Jak przeciętny człowiek może walczyć z rakiem? Wydaje się, że to niemożliwe, ale nikt nie oczekuje od nas, że dokonamy cudów. Wystarczą drobne gesty, szczery uśmiech, ciepłe słowo, tak, aby pobudzić chorych do działania, by chcieli dalej żyć. Nawet gdy zamkną się w sobie, nie chcąc współczucia innych, powinni wiedzieć, że obok jest ktoś, na kogo zawsze mogą liczyć. Pamiętajmy, żeby nie przesadzać z wyręczaniem ich w codziennych czynnościach. Jeśli tego chcą i oczekują od nas, to jak najbardziej, powinniśmy im pomóc, ale nie możemy dawać im poczucia, że bez nas są bezradni i bezsilni, bo często tak nie jest. Pilnujmy też, aby chore osoby dbały o zdrowie, stosując odpowiednie diety i prowadząc aktywny tryb życia. Organizm szybciej przepędzi choroby, jeśli będzie pełen pozytywnej energii.
Warto też, w miarę możliwości, zapewnić chorym wsparcie ze strony psychologów lub członków organizacji, takich, jak “Kwiat Kobiecości”, czyli Ogólnopolska Organizacja Na Rzecz Walki z Rakiem Szyjki Macicy. Została ona założona w 2005 r. przez panią Idę Karpińską, która po wygraniu z chorobą postanowiła nieść pomoc kobietom w podobnej sytuacji. Innym przykładem jest Federacja Stowarzyszeń „Amazonki”, wspierająca kobiety walczące z rakiem piersi. Członkinie przechodzące przez choroby pomagają sobie nawzajem i zachęcają inne kobiety do wykonywania badań.

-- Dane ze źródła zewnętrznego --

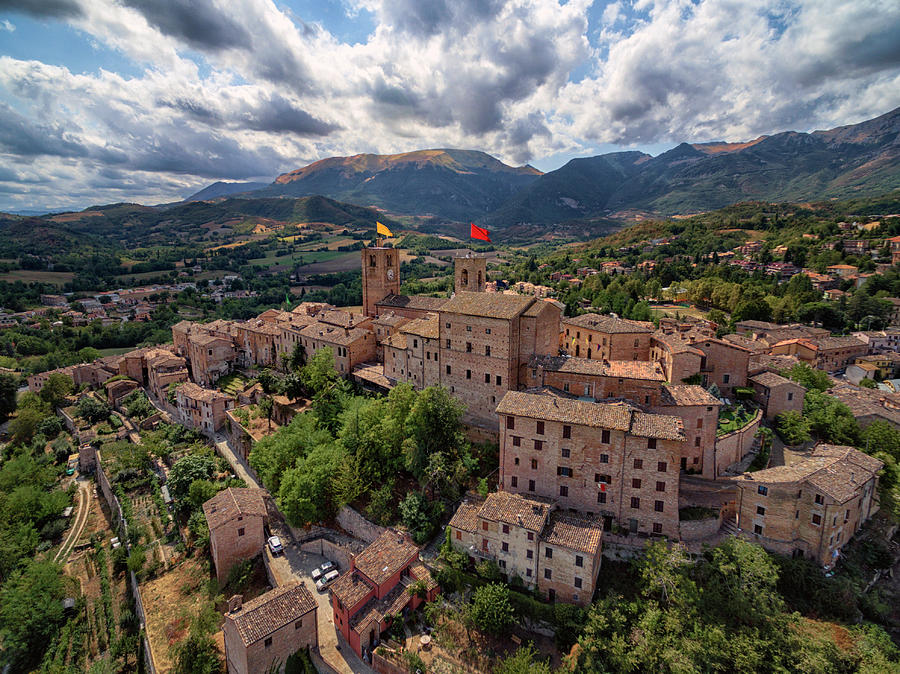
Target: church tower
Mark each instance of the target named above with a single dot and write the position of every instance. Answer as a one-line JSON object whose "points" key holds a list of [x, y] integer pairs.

Walka z nowotworem to ogromne wyzwanie. Nawet nie wyobrażamy sobie, co czują takie osoby, bo co może wiedzieć ktoś, kto sam choroby nie doświadczył? Wystarczy, że rak zaatakuje najbliższą nam osobę: mamę, siostrę czy żonę i nagle nasz świat staje na głowie. Dlatego tak ważne jest, by kobiety nie zwlekały z badaniami i wykonywały je regularnie.